Before we lived in the age of convenience, movement of the human body was necessary for sustaining life. Finding, capturing, and collecting food and water required all-day, excursions throughout the lifespan. Seeking and creating shelters required continuous strength and stamina. All the variables we associate with physical health – endurance, strength, and mobility – were necessary for survival.
Over the last ten thousand years, most humans transitioned from a migratory, hunter-gathering population to living in sedentary farming communities. From there we moved onto industrialized nations and then onto our current technology-based modern society.
These are unprecedented times in which movement is no longer required. We hop in the car to go to store. A swipe on our phone gets dinner delivered to our door. Conceivably, we can never leave our home and get by.
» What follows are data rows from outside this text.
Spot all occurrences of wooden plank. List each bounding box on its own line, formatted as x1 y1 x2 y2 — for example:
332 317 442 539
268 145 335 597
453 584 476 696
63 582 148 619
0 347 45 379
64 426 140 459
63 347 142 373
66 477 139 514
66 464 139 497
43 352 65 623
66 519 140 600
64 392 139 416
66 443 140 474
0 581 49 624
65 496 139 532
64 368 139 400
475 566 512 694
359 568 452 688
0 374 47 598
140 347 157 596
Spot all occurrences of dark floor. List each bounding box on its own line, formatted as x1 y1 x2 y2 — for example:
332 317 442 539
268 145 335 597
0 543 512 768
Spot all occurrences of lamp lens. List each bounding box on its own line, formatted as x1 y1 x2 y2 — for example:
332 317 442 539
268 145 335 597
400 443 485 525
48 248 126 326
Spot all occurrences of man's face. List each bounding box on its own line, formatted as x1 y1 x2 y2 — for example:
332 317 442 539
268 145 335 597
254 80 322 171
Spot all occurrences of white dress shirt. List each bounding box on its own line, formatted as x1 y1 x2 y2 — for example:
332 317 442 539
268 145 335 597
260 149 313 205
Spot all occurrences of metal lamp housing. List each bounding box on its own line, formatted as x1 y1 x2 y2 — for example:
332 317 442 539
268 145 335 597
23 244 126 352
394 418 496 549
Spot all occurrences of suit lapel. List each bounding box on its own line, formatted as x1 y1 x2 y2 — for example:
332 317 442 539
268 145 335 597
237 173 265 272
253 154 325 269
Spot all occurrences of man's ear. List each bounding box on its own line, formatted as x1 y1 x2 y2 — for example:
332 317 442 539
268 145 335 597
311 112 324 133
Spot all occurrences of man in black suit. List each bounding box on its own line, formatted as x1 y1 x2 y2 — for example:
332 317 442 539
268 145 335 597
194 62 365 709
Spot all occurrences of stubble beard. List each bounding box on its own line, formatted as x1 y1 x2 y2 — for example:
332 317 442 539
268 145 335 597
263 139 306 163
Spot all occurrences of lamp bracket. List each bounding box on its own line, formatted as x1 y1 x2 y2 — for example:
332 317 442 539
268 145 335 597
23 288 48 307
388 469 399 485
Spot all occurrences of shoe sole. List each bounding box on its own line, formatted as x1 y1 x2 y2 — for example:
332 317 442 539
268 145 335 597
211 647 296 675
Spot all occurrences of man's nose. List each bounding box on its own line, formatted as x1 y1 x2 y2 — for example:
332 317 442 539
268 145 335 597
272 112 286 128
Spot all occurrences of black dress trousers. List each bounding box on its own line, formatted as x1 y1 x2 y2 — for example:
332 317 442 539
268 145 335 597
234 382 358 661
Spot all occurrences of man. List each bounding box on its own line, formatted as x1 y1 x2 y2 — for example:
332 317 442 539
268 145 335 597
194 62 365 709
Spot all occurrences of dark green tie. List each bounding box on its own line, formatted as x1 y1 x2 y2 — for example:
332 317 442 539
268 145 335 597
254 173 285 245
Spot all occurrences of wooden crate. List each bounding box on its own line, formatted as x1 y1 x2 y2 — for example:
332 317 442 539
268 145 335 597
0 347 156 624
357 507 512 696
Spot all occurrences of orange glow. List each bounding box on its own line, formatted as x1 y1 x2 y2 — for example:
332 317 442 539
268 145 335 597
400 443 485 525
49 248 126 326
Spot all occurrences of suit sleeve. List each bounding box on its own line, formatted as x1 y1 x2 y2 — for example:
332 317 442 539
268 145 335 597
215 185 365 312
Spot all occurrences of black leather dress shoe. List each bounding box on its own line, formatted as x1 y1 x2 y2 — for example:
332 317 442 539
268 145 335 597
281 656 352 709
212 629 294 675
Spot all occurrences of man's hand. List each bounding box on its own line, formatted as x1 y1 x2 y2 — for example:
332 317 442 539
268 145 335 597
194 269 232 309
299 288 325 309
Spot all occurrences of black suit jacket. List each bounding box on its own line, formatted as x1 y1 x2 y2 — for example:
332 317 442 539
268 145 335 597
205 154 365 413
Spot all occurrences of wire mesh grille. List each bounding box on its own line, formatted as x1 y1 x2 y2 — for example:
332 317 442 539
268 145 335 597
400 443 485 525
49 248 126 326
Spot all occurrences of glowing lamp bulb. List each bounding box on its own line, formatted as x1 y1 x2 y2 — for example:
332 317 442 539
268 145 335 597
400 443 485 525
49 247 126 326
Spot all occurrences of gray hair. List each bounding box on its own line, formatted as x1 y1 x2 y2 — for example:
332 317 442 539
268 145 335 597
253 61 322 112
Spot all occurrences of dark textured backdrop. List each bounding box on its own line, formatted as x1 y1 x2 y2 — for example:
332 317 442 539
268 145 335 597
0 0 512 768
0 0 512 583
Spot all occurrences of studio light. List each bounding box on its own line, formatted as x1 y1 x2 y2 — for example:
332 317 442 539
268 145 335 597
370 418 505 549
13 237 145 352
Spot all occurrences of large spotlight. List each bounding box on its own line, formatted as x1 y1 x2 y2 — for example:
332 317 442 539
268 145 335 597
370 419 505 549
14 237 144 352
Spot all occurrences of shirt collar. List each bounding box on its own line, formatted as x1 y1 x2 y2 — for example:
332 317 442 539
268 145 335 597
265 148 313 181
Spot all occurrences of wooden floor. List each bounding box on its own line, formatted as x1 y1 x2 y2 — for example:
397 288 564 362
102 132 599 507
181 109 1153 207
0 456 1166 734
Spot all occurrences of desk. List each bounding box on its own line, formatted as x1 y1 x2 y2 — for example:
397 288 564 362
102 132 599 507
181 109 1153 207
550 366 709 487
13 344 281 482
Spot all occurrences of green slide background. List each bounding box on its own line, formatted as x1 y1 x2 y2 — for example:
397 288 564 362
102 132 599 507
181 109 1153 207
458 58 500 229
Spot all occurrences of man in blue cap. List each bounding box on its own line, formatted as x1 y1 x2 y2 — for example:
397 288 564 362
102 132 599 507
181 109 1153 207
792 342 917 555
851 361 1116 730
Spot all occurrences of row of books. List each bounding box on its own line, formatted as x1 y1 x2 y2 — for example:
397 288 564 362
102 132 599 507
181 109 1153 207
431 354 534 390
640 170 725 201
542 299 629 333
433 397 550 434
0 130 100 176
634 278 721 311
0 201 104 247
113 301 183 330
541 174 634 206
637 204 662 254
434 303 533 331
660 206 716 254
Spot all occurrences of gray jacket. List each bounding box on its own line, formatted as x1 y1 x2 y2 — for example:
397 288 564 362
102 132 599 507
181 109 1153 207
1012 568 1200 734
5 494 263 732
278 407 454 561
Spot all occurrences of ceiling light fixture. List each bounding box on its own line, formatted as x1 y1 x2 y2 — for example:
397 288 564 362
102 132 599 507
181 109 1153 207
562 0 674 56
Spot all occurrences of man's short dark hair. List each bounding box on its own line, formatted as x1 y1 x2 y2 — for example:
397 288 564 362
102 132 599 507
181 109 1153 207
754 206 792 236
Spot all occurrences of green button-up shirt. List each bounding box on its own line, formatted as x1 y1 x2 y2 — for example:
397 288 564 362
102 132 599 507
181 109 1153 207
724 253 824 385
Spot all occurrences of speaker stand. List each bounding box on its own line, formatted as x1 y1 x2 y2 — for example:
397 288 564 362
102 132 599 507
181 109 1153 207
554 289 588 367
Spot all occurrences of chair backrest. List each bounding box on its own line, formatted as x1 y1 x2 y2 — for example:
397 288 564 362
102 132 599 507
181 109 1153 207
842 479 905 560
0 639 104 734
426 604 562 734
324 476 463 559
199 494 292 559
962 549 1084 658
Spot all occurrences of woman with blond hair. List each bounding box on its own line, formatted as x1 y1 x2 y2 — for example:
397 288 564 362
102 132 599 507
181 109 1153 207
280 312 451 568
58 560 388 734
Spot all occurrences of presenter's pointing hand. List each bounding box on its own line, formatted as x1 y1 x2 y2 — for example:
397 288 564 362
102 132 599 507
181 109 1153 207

Relegating movement to the optional category comes with consequences. I’m not talking about rigorous exercise when I refer to ‘movement.’ I’m referring to simple movement like walking to the store or working in the garden.
Movement as Medicine
Some of the secret to aging is in the joints and once you understand the science of aging, it all makes sense. If we don’t use our muscles they shrink from disuse. Conservation is at the heart of nature. What we don’t use will eventually wither away, including our muscles. It’s called atrophy and the cure is movement.
It’s the classic case of ‘use it or lose it’. Thankfully we only need a small, daily dose of movement to sustain our full range of motion. The caveat is that we have to focus on the all of the muscles in our body, the little and the big.
Traditional strength training relies on repetitive, concentric motion. Curling dumb bells is a good example. Likewise, many stretches are static. Pulling the arm across the body is an example. Rare is the routine that gently and methodically engages the range of motion of all 650 muscles and all 210 bones.
We now know that the modern life relies on our dominant muscles. As a result, the smaller muscles weaken from lack of use and without the support of the smaller muscles, the larger muscles are more susceptible to injury. What you may not know is that as the muscles shrink, they pull the joints closer together leading to painful conditions such as arthritis. It’s why we feel tight, sore and creaky as we age.
To alleviate atrophy and pain, we need to work both big and small muscles, gently through their full range of motion at every stage of life. This is not advice for the over 50 crowd. The earlier you learn about the science of movement, the better off you’ll be. How we move matters.